I have some issues with the results from using | table *
I start with a simple data selection:
This gives me 108 events as results.
With two different sensortype's , namely: "sens1" and "sens-B".
Ofcourse this would give me the same result:
sourcetype=senssordata sensortype="sens1" OR sensortype="sens-B"
And it does, It gives the same 108 events as result.
So far, so good.
Now the strange issue appear.
sourcetype=senssordata sensortype="sens1" OR sensortype="sens-B" | table *
or (sourcetype=senssordata sensortype="sens1" OR sensortype="sens-B" | fieldsummary)

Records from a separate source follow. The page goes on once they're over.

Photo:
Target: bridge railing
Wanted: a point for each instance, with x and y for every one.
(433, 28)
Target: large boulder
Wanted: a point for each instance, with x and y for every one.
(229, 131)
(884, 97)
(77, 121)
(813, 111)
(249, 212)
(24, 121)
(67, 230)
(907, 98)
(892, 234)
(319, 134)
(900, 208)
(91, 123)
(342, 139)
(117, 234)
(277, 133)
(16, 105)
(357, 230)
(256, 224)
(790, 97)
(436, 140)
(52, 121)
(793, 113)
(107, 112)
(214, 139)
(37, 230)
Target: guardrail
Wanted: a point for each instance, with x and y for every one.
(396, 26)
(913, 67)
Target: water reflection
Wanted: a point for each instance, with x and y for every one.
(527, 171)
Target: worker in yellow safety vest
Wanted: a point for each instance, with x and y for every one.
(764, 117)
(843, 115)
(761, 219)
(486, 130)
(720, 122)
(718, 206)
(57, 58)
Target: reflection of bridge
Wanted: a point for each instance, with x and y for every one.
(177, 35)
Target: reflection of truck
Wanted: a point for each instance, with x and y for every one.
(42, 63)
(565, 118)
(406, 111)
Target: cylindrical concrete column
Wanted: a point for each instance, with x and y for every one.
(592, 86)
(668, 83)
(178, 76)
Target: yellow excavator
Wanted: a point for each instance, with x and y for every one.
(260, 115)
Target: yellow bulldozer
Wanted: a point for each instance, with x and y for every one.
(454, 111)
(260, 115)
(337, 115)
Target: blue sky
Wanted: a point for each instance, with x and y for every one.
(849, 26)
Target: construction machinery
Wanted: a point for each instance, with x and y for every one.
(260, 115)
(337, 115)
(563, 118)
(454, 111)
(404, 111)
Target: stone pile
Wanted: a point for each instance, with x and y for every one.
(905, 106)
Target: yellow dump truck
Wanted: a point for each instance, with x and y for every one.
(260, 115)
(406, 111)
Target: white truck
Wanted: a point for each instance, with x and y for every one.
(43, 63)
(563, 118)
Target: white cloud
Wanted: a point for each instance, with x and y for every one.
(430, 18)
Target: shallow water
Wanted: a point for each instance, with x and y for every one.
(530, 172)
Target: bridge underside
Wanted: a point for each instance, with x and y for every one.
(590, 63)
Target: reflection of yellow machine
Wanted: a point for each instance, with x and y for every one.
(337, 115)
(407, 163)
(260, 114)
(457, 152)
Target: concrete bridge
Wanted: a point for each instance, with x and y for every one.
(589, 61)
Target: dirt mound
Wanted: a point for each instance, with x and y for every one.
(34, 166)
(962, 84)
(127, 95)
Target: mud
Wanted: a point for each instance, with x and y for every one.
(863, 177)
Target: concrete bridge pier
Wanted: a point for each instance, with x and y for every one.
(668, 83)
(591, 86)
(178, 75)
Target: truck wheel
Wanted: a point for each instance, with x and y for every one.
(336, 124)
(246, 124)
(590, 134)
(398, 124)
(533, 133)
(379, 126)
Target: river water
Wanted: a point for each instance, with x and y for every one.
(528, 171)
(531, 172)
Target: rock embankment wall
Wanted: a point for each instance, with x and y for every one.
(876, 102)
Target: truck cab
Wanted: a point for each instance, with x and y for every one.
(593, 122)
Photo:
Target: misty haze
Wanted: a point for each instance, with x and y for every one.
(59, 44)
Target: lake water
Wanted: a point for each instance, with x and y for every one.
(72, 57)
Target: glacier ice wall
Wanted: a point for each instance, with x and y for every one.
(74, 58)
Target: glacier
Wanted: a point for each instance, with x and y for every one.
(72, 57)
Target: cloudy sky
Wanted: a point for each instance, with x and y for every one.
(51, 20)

sourcetype=senssordata sensortype="sens" | table *
or (sourcetype=senssordata sensortype="sens" | fieldsummary)
These two queries does give a different output!!!
Both field summaries are not equal, and both table * outputs are not equal.
Even when both initial data selection has the same events.....
The outputs of the second query contains much more fields and those fields doesn't seem to exist.
This first query seems to output valid date. But the second should do exactly the same.
Can this be explained or is this a bug?
are you running
sourcetype=senssordata sensortype="sens1" OR sensortype="sens-B" | fieldsummary separately and comparing it to
sourcetype=senssordata sensortype="sens*" | fieldsummary ? I only ask because you shouldn't be able to have a
|table * or (sourcetype.... without the query erroring out. I'm wondering if either part of your query is missing or i'm misunderstanding something.
The answer is that, when you are doing
sensortype=sens*, the system is doing an expansion of all the fields from the other sensortypes before eliminating those sensortypes that don't match. This leaves a bunch of NULL fields.
table * is not best practices anyway -- much better to use only the fields that you need for any given query, and to put them in an explicit
fields command after the first pipe, to minimize the amount of extraction done by the system.
For an understanding of why this unexpected behavior is not a bug, you have to understand how searches and bloom filters actually work under the covers.
If you look at slide 22 of this .conf2017 presentation by MVP Martin Müller (@martin_mueller) at https://conf.splunk.com/files/2017/slides/fields-indexed-tokens-and-you.pdf
...then you will see this wording...
▶ Default assumption: Field values are whole indexed tokens
[ AND java lang NullPointerException ]
▶ Actual field extractions and post-filtering happens after loading raw events
So basically, for the event selection,
sensortype=sens* initially becomes
AND sens*, so the initial part of the search is going to find all events that have
sens* somewhere in them. That is going to literally be every record with a
sensortype= in its _raw, since
sens* will pick up the token
sensortype. It will also pick up any other fields that happen to have values starting with sens.
Since you are coding
| table * , the system cannot optimize to the fields you are asking for and EVERY field has to be expanded. Once that all gets expanded, the ones where
sensortype!=sens* get dropped, but the search still knows all the fields that were created/extracted for any of the events.